Although I do not suggest that “the long desuetude of any law amounts to its repeal,” James v. Commonwealth, 12 Serg. & R. 220, 228 (Pa. 1824), quoted in 1A Sutherland, Statutory Construction, sec. 23.25, p. 267 (1973), I do suggest that the declaration of obsolescence by the Commissioners should influence this court to adopt an interpretation of the Act which limits, not *391extends, the application of the Act. The reasonable and less expansive interpretation of the Act is to construe “flight” to mean the moment of departure from the authority of the state and to treat the one-year statute of limitations in this case as beginning to run from the moment the person left the state institution.

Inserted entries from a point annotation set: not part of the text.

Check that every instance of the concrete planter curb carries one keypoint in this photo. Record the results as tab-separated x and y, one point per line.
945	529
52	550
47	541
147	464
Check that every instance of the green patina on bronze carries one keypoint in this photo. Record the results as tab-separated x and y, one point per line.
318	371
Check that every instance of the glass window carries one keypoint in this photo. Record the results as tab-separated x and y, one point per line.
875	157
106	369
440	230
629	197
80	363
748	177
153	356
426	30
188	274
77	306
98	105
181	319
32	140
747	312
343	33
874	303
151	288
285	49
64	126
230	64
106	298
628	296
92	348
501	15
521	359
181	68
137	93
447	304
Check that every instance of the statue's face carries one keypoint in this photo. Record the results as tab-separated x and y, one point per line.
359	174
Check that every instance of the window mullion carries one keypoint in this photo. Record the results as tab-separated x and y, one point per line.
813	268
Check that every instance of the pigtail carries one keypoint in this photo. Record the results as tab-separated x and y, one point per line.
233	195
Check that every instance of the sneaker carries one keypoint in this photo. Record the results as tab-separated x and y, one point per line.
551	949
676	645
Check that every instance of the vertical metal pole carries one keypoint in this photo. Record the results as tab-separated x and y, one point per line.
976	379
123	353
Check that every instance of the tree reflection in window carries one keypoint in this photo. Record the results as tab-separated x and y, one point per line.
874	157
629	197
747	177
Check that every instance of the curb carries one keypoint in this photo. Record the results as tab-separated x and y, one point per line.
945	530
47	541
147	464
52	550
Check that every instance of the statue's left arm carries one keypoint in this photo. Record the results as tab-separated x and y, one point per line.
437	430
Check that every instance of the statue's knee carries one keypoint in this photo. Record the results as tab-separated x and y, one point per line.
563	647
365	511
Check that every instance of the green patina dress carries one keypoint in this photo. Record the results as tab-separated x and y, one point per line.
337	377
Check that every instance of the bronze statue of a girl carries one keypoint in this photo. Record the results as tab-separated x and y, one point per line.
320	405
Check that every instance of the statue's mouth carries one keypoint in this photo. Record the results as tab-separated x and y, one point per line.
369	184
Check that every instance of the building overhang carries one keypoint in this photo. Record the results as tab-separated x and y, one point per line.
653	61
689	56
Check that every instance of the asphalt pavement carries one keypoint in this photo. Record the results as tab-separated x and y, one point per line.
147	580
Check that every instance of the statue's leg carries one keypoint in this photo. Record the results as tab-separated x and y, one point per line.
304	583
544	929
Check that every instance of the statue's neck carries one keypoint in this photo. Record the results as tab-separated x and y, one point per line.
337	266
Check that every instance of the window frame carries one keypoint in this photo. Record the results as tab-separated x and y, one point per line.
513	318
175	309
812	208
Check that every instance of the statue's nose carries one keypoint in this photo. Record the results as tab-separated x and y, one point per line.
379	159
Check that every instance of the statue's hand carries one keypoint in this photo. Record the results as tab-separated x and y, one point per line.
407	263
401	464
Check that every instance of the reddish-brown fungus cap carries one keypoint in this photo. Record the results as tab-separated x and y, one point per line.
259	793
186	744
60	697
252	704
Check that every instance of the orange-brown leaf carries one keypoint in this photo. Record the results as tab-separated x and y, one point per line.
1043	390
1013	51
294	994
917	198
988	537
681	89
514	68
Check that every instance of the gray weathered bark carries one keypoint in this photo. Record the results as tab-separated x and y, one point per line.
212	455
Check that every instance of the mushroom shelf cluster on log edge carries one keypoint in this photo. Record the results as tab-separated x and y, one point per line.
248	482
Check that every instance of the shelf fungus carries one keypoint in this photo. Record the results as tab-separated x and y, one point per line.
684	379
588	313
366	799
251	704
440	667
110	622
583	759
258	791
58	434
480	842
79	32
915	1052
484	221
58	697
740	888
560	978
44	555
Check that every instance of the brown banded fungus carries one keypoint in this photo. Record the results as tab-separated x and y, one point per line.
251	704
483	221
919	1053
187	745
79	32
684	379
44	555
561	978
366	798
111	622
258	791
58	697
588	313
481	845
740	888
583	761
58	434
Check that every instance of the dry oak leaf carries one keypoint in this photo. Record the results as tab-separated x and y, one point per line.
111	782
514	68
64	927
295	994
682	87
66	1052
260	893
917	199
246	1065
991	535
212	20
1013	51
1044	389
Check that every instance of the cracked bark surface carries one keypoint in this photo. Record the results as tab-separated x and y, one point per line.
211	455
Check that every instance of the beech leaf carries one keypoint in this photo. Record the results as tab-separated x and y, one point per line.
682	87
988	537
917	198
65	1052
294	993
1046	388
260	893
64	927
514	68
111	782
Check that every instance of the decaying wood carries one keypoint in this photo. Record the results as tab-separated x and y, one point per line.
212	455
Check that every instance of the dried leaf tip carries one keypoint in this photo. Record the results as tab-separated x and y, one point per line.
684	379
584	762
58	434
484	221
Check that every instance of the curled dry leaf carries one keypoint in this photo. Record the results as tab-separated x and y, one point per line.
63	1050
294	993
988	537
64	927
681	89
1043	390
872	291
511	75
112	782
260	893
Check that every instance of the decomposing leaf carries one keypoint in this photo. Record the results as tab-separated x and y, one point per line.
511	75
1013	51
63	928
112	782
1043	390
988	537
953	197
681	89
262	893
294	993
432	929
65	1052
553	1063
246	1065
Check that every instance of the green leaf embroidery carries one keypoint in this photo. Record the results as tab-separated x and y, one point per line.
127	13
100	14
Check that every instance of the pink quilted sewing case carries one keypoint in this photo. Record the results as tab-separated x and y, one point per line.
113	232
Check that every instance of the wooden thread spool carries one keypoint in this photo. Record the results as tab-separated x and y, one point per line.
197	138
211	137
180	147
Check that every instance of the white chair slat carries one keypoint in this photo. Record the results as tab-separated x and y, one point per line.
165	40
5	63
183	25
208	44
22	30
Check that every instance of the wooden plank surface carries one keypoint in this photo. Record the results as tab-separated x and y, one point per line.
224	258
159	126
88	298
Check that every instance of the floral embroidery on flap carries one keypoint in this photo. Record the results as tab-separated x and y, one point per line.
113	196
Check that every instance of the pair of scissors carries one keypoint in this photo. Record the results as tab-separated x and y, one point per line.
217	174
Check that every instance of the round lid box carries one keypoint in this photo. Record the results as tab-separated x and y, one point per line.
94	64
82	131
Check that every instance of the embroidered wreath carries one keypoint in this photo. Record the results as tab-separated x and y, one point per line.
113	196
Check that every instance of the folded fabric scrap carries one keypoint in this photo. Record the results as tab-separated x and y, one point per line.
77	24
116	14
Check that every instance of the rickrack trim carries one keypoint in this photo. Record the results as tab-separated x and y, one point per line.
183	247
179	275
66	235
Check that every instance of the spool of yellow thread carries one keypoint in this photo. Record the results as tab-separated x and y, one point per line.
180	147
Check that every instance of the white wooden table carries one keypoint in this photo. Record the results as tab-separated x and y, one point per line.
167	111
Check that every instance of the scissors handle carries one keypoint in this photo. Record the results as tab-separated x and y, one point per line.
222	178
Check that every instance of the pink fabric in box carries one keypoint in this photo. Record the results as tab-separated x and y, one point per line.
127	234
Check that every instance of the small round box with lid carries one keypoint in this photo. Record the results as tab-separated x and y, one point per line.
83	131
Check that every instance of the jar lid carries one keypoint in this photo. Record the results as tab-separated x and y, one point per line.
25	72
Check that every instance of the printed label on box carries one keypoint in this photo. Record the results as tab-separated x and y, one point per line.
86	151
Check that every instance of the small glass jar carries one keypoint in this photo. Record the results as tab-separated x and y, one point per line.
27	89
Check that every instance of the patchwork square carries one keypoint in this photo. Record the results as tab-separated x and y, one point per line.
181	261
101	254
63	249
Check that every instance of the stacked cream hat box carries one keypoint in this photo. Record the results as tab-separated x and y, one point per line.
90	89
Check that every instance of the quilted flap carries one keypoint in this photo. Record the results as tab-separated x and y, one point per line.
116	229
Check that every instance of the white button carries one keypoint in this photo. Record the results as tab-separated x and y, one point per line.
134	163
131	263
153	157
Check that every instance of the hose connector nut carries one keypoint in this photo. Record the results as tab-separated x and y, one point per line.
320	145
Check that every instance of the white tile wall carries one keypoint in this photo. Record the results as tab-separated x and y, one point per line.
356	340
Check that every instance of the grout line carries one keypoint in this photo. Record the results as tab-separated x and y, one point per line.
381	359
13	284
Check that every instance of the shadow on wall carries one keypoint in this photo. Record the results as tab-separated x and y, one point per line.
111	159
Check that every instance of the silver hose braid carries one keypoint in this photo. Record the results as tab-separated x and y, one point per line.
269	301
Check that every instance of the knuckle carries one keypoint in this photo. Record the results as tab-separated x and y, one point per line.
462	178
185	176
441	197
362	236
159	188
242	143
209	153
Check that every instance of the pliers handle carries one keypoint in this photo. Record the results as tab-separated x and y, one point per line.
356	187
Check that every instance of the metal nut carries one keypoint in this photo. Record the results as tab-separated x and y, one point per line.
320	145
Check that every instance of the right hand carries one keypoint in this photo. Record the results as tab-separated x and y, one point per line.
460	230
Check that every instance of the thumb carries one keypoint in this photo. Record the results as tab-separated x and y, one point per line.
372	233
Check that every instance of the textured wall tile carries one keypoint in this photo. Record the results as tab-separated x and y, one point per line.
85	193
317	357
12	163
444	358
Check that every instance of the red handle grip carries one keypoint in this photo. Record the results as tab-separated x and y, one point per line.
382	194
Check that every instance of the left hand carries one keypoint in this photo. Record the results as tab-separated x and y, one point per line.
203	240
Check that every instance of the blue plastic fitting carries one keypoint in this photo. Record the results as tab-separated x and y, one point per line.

While the concerns the majority expresses for the welfare of Mr. Melentowich and those similarly situated may be genuine, Mr. Melentowich may very well feel that with friends like the majority, who needs enemies. Mr. Melentowich is presently living with his mother in Wisconsin, and as a result of a prior determination of the Waukesha county circuit court (which determination was not appealed) and the determination of Wisconsin physicians, Mr. Melentowich is receiving outpatient treatment at Northview Hospital in this state. On the basis of the record before this court, the interest of Mr. Melentowich appears to be that he remain in this state. Mr. Melentowich’s remaining in the state is in harmony with sec. 51.001, the legislative statement of the mental health policy of this state. The legislature of this state has stated that it intends to provide a unified system of mental health care to assure “all people in need of care access to the least restrictive treatment alternative appropriate to their needs,” sec. 51.001(1), and to protect the personal liberties of persons with mental illness so that if a person can be treated outside of an institution, that person should not be treated involuntarily in an institution. Sec. 51.001 (2).
Because the majority’s interpretation and holding do not comport with either the Uniform Act or the legislative policy of this state, I dissent.
I am authorized to state that Justice Nathan S. Hef-FEENAN joins this dissent.